A United Airlines aircraft will take off over American Airlines aircraft on the tarmac at Los Angeles International Airport (LAX) on October 1, 2020.
Mario Tama | Getty Images
US airline stocks rose to a multi-month high on Monday after the US pharmaceutical giant Pfizer and German biotech company BioNTech reported positive results from her Covid-19 vaccine study, which raised hopes that she could revive demand for air travel
United Airlines added more than 19% to end the day at $ 41.32 while Delta Airlines rose 17% to $ 36.77 and shares of Hawaiian Holdings, Parent company of Hawaiian Airlines, rose 50% to $ 20.89, each closing at its highest price since June. American Airlines rose 17% to $ 13.20, a two-month high. Shares in the aircraft manufacturer Boeing rose 13.7% to $ 179.36, a three-month closing high. The profits far outperformed the broader market S&P 500 End of the day by 1.2%.

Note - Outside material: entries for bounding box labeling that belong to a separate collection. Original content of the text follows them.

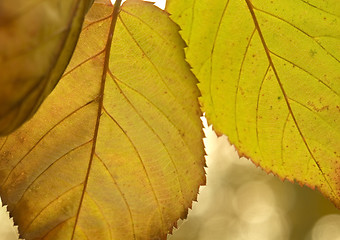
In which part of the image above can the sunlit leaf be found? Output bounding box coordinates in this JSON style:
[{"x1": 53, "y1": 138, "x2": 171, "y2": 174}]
[
  {"x1": 0, "y1": 0, "x2": 205, "y2": 240},
  {"x1": 167, "y1": 0, "x2": 340, "y2": 207},
  {"x1": 0, "y1": 0, "x2": 93, "y2": 136}
]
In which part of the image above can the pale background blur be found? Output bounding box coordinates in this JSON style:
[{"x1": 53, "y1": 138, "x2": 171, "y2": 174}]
[{"x1": 0, "y1": 0, "x2": 340, "y2": 240}]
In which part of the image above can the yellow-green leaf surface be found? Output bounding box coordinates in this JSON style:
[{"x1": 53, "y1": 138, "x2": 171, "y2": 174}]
[
  {"x1": 167, "y1": 0, "x2": 340, "y2": 207},
  {"x1": 0, "y1": 0, "x2": 205, "y2": 240},
  {"x1": 0, "y1": 0, "x2": 93, "y2": 136}
]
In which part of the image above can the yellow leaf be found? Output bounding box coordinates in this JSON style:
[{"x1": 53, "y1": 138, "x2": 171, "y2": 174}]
[
  {"x1": 167, "y1": 0, "x2": 340, "y2": 207},
  {"x1": 0, "y1": 0, "x2": 205, "y2": 240},
  {"x1": 0, "y1": 0, "x2": 93, "y2": 136}
]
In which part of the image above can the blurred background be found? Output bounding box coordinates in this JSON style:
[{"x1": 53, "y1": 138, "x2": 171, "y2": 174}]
[
  {"x1": 0, "y1": 119, "x2": 340, "y2": 240},
  {"x1": 0, "y1": 0, "x2": 340, "y2": 240}
]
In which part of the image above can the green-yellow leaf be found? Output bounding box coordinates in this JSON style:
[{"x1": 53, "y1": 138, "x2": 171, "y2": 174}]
[
  {"x1": 0, "y1": 0, "x2": 205, "y2": 240},
  {"x1": 0, "y1": 0, "x2": 93, "y2": 136},
  {"x1": 167, "y1": 0, "x2": 340, "y2": 207}
]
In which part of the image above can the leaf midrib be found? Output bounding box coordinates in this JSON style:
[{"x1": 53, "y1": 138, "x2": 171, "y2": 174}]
[
  {"x1": 245, "y1": 0, "x2": 337, "y2": 198},
  {"x1": 71, "y1": 0, "x2": 121, "y2": 240}
]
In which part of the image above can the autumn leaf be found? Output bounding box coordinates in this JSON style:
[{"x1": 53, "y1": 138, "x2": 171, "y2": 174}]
[
  {"x1": 0, "y1": 0, "x2": 93, "y2": 136},
  {"x1": 167, "y1": 0, "x2": 340, "y2": 207},
  {"x1": 0, "y1": 0, "x2": 205, "y2": 240}
]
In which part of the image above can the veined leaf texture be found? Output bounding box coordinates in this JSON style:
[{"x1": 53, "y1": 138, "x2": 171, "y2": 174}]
[
  {"x1": 0, "y1": 0, "x2": 205, "y2": 240},
  {"x1": 0, "y1": 0, "x2": 93, "y2": 136},
  {"x1": 167, "y1": 0, "x2": 340, "y2": 207}
]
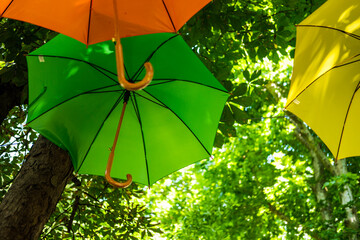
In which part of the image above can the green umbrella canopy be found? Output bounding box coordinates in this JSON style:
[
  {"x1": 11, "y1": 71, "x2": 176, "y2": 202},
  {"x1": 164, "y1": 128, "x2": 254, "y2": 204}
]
[{"x1": 27, "y1": 33, "x2": 228, "y2": 185}]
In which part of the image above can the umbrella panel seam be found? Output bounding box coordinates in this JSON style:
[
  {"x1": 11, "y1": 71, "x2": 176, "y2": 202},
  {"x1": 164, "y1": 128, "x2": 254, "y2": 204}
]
[
  {"x1": 285, "y1": 54, "x2": 360, "y2": 108},
  {"x1": 0, "y1": 0, "x2": 14, "y2": 17},
  {"x1": 335, "y1": 82, "x2": 360, "y2": 159},
  {"x1": 297, "y1": 25, "x2": 360, "y2": 40},
  {"x1": 143, "y1": 90, "x2": 211, "y2": 156},
  {"x1": 162, "y1": 0, "x2": 177, "y2": 32},
  {"x1": 148, "y1": 78, "x2": 228, "y2": 93},
  {"x1": 28, "y1": 85, "x2": 122, "y2": 124},
  {"x1": 28, "y1": 55, "x2": 118, "y2": 83}
]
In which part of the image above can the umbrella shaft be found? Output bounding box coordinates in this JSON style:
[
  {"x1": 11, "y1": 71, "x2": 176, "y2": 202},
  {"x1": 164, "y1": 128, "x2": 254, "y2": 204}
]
[{"x1": 105, "y1": 101, "x2": 127, "y2": 178}]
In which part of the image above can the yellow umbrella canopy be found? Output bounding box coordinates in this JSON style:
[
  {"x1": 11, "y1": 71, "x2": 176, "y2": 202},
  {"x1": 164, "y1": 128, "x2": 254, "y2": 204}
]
[{"x1": 285, "y1": 0, "x2": 360, "y2": 159}]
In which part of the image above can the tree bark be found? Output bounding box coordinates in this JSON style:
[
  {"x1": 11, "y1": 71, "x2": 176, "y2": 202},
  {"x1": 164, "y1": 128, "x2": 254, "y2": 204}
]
[
  {"x1": 0, "y1": 136, "x2": 73, "y2": 240},
  {"x1": 335, "y1": 159, "x2": 359, "y2": 240}
]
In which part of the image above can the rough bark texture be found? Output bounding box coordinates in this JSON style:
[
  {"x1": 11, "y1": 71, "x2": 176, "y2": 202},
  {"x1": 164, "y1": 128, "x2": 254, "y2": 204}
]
[
  {"x1": 0, "y1": 136, "x2": 73, "y2": 240},
  {"x1": 335, "y1": 159, "x2": 359, "y2": 240}
]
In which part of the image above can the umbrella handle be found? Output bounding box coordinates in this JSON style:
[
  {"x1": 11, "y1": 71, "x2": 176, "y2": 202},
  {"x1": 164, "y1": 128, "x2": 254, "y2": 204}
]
[
  {"x1": 105, "y1": 102, "x2": 132, "y2": 188},
  {"x1": 113, "y1": 0, "x2": 154, "y2": 91},
  {"x1": 115, "y1": 38, "x2": 154, "y2": 91},
  {"x1": 105, "y1": 152, "x2": 132, "y2": 188}
]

Airline stocks are particularly sensitive to coronavirus news as the pandemic has prevented many customers from flying, squeezing revenue and driving losses to over $ 20 billion in the last two quarters alone.
Demand has risen from more than five decades of lows in April but is still well below normal. The Transportation Security Administration examined an average of 616,868 people per day since March 1 through Sunday, compared with nearly 2.4 million per day for the same period last year.
Scott Kirby, United CEO, said he expected sales to plateau at 2019 levels without a generally available vaccine.
Pfizer and BioNTech said Monday that their coronavirus vaccine was more than 90% effective in preventing Covid-19 among those with no evidence of previous infection.